The next day, Charley called Chino. They arranged to meet on 60th Street in the town of West New York, near where Chino lived. When Charley arrived, Chino was already there. They were standing at a street corner right in front
of—of all places—the West New York police station.
Chino explained to Charley that there was a contract out on both him and Ernestico. The contract had been initiated by Luis Morrero, but Battle had taken over responsibility for the killings.
Said Charley, “But I thought Ernesto was supposed to be like a son to El Gordo, that they were thicker than blood.”
“Look,” said Chino, “Ernesto has been out of control for a long time. He called up El Gordo and told him he was going to start kidnapping all his friends. He’s crazy. And we know you were in on some of that. The one we really want is Ernesto. He betrayed El Gordo.
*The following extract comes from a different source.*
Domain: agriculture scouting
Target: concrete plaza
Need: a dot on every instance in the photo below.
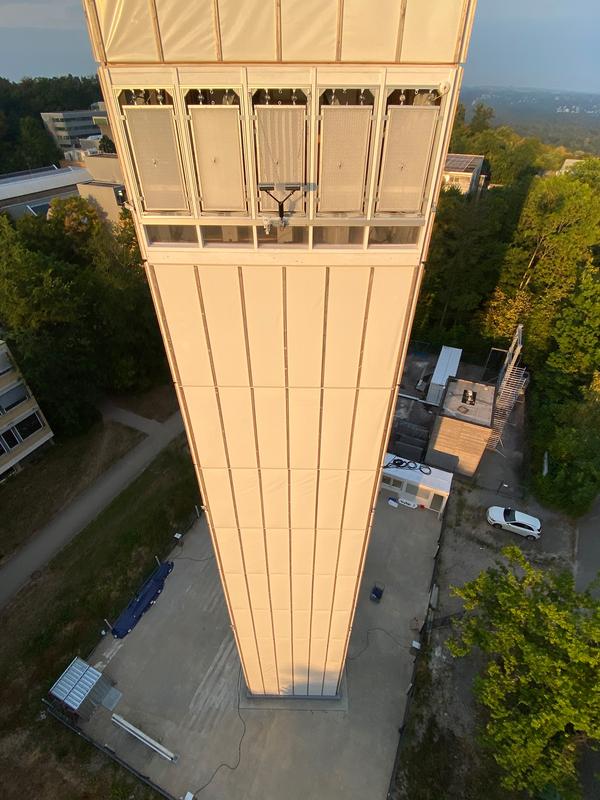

He has betrayed the organization . . . If you don’t help us, you’re dead. If you do, El Gordo will forgive you.”
Fuck. Charley wasn’t sure what to make of all this. Maybe it was a trick. He said to Chino, “I’m gonna help you, but right now I’m completely broke. I need two hundred dollars. Can you arrange for two hundred to be dropped off at my wife’s house? As a sign of good faith.” It was a test on Charley’s part, to see whether Chino could be trusted.
“Sure,” said Chino, “I can do that.”
Charley wasn’t even staying at the house in Union City with his wife and kids. He’d been hiding out at the apartment of his girlfriend, Lydia, in Washington Heights. That night, he called his wife in Union City and asked, “Hey, did you receive two hundred dollars from a guy tonight?”
She said yes, a man had dropped off two hundred in cash earlier that evening.
Charley didn’t tell his wife anything, except to say, “See, don’t I always take care of you?” Then he called Chino and said, “Okay, we’re good. My wife got the money. We can do business.”
Chino said, “All right, tomorrow at noon we gonna meet at Battle’s apartment. I see you there.”
A bell went off in Charley’s head. He knew Battle’s building, a big new apartment complex on 45th Street in Union City. Luis Morrero lived in that same building.